How to use this calculator
- Enter the vector and insert fragment sizes in base pairs.
- Set the vector DNA mass you want to use in one ligation.
- Provide stock concentrations for vector and insert DNA.
- Choose the desired insert:vector molar ratio, such as 3:1.
- Enter reaction volume, buffer, ligase, and any extra reagent volume.
- Set replicate count and pipetting overage if preparing a master mix.
- Submit the form to view required insert mass, pmoles, component volumes, and master mix totals.
- Use the CSV or PDF buttons to export a record for lab planning.
FAQs
1) What does a ligation ratio mean?
A ligation ratio expresses the molar relationship between insert molecules and vector molecules. A 3:1 ratio means three insert molecules are targeted for every one vector molecule in the reaction.

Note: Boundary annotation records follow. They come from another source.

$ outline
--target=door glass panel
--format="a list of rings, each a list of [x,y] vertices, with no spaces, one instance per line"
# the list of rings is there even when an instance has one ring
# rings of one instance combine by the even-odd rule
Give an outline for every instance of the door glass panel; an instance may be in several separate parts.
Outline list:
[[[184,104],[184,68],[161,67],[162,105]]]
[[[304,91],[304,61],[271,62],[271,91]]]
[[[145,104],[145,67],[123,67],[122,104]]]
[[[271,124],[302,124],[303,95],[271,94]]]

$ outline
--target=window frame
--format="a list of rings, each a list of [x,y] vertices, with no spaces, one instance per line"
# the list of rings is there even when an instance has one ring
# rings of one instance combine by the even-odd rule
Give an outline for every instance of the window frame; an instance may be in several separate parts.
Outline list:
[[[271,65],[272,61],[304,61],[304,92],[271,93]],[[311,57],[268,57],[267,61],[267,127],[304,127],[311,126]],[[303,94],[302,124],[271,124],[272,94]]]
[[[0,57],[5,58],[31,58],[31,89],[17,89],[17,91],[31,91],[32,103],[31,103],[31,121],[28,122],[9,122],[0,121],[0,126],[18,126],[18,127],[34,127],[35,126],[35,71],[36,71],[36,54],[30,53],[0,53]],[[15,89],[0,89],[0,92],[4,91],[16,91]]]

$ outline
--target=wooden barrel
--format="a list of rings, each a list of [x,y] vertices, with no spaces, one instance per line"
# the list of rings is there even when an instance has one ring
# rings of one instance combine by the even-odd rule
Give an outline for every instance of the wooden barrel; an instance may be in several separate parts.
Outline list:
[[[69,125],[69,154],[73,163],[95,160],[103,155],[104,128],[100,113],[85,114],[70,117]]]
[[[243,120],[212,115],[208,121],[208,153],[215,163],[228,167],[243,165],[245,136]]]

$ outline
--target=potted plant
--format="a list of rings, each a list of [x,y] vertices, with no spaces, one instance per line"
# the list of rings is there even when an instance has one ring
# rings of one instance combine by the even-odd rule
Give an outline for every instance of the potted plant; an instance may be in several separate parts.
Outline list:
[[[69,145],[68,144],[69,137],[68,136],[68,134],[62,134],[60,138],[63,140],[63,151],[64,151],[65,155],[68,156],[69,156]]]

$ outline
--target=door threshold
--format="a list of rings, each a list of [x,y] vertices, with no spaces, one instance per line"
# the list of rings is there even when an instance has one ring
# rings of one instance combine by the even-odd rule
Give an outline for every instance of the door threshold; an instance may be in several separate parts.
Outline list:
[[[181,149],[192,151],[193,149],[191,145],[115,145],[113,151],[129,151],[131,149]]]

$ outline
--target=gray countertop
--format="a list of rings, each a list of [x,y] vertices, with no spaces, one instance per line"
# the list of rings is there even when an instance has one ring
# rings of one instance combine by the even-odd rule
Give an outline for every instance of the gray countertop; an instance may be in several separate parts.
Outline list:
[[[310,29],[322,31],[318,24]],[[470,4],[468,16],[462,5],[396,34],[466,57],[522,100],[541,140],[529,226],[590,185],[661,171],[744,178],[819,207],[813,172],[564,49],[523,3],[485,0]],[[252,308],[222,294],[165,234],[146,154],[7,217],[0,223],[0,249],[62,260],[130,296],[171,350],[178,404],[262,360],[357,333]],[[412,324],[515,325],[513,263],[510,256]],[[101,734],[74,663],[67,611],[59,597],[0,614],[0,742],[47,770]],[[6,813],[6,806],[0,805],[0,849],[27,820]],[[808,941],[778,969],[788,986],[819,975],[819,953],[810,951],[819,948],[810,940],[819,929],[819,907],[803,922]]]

2) Why is molar ratio better than mass ratio?
Fragments with different lengths have different molecular counts at the same mass. Molar ratio corrects for length, so the reaction is balanced by molecule number instead of raw nanograms.
3) What ratio should I start with?
A 3:1 insert:vector ratio is a common starting point for routine cloning. Larger inserts, blunt ends, or low-efficiency systems may need optimization across several ratios.

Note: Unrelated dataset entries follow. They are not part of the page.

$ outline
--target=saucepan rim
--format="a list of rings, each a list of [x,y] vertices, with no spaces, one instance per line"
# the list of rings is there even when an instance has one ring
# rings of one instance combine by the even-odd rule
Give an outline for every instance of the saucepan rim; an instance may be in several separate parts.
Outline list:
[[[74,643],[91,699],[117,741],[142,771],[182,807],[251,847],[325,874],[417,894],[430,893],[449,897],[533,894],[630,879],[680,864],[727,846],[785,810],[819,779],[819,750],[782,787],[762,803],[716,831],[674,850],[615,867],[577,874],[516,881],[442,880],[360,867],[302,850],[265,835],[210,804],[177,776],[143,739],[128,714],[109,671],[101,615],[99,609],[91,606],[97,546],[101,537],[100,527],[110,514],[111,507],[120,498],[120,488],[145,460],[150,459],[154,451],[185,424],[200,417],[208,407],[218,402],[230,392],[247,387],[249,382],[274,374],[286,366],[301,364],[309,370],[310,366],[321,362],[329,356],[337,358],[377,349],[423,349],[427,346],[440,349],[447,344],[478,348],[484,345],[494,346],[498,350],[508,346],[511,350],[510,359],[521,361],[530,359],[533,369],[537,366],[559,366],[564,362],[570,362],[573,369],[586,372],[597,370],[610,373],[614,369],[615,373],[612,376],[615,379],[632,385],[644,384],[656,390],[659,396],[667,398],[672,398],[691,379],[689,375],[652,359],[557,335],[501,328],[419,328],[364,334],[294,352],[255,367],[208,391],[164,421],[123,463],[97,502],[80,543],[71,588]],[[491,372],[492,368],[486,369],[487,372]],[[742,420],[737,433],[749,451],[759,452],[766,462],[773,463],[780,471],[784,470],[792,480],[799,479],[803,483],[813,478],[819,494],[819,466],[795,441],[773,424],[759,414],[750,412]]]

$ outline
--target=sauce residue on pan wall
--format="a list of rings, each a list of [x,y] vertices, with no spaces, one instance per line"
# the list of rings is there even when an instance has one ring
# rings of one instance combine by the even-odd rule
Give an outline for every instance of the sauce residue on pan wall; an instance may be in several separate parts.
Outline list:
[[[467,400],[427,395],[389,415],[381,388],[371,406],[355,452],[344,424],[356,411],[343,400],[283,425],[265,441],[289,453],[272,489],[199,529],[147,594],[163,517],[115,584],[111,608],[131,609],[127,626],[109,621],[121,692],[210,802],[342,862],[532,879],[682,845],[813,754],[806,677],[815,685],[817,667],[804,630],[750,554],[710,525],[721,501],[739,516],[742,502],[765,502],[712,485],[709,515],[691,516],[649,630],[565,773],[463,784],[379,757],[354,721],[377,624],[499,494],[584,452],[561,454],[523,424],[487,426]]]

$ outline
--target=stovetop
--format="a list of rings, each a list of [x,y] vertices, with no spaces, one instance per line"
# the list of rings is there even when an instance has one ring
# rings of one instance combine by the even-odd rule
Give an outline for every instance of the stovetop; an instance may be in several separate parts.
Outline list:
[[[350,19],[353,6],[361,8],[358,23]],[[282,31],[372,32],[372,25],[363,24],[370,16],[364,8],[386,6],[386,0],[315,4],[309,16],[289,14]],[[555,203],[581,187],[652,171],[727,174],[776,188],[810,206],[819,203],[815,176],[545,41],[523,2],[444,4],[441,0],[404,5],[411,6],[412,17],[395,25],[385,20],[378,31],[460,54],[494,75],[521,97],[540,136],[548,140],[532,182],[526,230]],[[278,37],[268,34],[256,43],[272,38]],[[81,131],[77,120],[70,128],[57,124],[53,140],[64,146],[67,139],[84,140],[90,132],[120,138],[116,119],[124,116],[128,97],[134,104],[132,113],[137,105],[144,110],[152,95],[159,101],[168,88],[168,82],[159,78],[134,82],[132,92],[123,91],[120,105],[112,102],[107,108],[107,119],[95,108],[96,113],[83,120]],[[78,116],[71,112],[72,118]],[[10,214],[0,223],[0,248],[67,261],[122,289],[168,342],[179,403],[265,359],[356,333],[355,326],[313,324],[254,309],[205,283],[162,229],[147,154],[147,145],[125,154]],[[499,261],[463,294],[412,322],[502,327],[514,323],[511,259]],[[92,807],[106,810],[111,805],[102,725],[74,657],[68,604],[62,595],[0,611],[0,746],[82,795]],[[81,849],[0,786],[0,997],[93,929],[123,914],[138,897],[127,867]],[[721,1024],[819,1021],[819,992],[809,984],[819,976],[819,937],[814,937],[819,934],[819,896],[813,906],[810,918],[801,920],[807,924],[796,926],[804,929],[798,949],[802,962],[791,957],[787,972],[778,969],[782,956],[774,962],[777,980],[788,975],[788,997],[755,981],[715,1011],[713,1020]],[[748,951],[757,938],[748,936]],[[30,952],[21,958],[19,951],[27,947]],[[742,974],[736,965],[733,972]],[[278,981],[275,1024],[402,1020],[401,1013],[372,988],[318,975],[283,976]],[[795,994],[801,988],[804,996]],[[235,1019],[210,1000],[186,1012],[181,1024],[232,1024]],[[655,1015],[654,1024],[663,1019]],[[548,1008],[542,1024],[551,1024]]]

4) Does this calculator account for sticky or blunt ends?
No. It estimates stoichiometry only. Sticky ends, blunt ends, compatible overhangs, and phosphorylation state can change ligation efficiency even when the molar ratio is correct.

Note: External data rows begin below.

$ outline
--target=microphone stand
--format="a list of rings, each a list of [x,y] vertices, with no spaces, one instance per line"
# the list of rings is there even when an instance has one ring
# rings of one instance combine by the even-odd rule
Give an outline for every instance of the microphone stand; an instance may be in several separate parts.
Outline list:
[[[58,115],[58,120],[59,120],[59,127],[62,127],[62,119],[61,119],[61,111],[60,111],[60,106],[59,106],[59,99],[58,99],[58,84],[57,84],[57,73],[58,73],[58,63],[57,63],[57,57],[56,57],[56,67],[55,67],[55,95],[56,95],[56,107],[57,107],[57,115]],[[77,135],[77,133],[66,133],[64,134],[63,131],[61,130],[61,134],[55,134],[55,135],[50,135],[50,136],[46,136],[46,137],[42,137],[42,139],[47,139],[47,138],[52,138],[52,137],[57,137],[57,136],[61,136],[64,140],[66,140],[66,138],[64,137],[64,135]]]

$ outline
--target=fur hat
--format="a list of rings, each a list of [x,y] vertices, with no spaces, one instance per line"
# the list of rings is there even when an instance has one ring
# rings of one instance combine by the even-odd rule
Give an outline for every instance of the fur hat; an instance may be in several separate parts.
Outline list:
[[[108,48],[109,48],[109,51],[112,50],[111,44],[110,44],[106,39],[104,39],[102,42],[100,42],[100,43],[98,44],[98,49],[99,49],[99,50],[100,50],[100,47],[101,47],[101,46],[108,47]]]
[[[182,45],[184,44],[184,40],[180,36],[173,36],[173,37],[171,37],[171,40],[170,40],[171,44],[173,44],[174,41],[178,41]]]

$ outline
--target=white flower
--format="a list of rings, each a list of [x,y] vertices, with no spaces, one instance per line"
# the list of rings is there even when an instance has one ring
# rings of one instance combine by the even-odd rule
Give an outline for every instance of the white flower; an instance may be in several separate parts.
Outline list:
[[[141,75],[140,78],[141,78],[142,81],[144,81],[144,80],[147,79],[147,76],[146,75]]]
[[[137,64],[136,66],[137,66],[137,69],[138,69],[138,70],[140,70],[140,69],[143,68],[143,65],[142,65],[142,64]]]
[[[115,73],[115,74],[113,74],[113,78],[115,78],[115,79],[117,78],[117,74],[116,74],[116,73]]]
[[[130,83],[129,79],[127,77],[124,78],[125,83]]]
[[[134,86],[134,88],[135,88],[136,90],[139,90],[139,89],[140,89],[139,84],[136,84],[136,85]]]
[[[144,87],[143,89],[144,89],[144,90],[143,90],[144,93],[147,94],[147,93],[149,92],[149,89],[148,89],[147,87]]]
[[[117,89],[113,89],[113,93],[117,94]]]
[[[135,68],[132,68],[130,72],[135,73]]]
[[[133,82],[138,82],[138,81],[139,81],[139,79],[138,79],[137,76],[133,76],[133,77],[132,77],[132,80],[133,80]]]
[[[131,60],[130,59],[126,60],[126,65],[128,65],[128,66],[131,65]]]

5) Why is my water volume negative?
A negative water value means the combined DNA and reagent volumes exceed the final reaction volume. Increase the total volume or use more concentrated DNA stocks.
6) Can I use this for master mix planning?
Yes. Enter the number of replicate reactions and an overage percentage. The calculator scales all reagent amounts so you can prepare one larger mix with pipetting allowance.
7) Why does insert concentration matter?
Concentration affects the pipetting volume needed to deliver the required insert mass. Low-concentration inserts can consume too much reaction volume and reduce setup flexibility.
8) Is the molecular weight conversion exact?
No. The calculator uses standard average molecular weight approximations. They are suitable for planning ligations, but exact molecule mass can vary slightly with sequence composition and modifications.